Rapper sued by topless sunbathers for featuring them in his R-rated video


Rapper Jim Jones filmed some topless women in South Beach and used them in his video for Summer Time
Rapper Jim Jones filmed some topless women in
 South Beach and used them in his video for Summer Time

A rapper is being sued by two topless sunbathers after he used footage of them frolicking on a beach for his R-rated video which was broadcast on the internet.
Samantha Stotts and Sharie Johnson were on a South Beach getaway sunbathing when Harlem rapper Jim Jones arrived to start filming the video for his single Summer Time.
The women, from Houston, Texas, said they knew they were being filmed but did not know it was going to go on the internet, which they claimed Jones did without their consent.

 

In the footage they are shown playing in the sea with no tops on and posing seductively for the camera while the rapper sips champagne and counts $100 bills surrounded by scantily-clad women.
Miss Stotts said: 'It makes me look like a ho.

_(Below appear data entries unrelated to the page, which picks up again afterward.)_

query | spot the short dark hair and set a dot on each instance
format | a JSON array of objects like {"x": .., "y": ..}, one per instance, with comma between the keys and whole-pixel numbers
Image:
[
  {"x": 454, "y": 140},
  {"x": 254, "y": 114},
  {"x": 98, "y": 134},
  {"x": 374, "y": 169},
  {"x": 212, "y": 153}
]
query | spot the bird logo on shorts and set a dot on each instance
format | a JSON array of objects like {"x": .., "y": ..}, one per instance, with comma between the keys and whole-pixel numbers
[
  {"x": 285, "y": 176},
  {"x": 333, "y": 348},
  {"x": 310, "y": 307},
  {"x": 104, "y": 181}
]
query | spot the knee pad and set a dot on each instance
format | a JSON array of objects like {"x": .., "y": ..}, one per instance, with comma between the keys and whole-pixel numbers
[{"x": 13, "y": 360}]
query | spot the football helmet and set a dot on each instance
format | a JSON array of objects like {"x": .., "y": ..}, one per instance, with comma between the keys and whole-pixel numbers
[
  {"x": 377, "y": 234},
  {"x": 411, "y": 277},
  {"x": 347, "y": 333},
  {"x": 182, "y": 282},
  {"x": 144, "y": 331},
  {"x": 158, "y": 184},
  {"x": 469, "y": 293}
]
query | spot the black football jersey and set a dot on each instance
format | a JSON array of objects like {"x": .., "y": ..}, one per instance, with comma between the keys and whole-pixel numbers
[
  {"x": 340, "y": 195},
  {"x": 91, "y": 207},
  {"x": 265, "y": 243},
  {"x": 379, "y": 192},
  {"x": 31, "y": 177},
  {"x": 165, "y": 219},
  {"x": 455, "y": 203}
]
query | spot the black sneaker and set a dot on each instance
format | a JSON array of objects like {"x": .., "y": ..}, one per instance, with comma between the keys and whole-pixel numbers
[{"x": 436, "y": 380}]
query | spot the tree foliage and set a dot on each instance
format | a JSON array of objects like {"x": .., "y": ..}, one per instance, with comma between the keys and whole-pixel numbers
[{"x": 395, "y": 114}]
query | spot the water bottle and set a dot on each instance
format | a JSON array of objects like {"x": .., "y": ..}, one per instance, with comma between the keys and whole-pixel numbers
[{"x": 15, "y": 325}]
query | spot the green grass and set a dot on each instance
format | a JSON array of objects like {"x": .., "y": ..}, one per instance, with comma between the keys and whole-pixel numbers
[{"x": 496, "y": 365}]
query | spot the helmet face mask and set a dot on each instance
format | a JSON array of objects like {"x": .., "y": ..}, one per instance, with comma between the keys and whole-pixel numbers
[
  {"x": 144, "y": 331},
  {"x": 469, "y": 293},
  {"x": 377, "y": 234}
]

It was supposed to be fun and natural. But then you have someone who turns it into a rap video, which is totally unacceptable.
'They made us look very risqué, which is not my personality.'
Miss Johnson said: 'I don't have a problem with rap-video girls. But I never wanted to do this.'
The video was viewed more than 30,000 times before YouTube took it off last night for violating the site's policy on nudity or sexual content.
Samantha Stotts and Sharie Johnson are now suing the rapper
Samantha Stotts and Sharie Johnson are now suing the rapper

As one unwitting video star said, 'It makes me look like a ho. It was supposed to be fun and natural. But then you have someone who turns it into a rap video, which is totally unacceptable'
As one unwitting video star said, 'It makes me look like a ho. It was supposed to be fun and natural. But then you have someone who turns it into a rap video, which is totally unacceptable'

The suit in Manhattan Supreme Court accuses Jones and Sony Music Entertainment of violating the civil rights of the topless women.
Their lawyer Taso Pardalis said: 'They're beautiful women and they knew they were being filmed. At a minimum, Jones should have asked permission before putting up a video on the Internet of someone half-naked.'
The video includes a number of risqué shots of men throwing money at pole dancers and strippers.
The men in the video also appear throwing around cash and swigging champagne
The men in the video also appear throwing around cash and swigging champagne
It also shows the rapper and his gang frolicking in the ocean - supposedly in South Florida - while a number of girls in bikinis dance around them.
The 23-year-old Texans said they learned a valuable lesson from their unwanted rap video debut.
'It just makes it not fun for people to go to Miami,' Johnson said. 'If I ever go to Miami again, I'm never, ever going to be topless again.'
Jim Jones was not available for comment.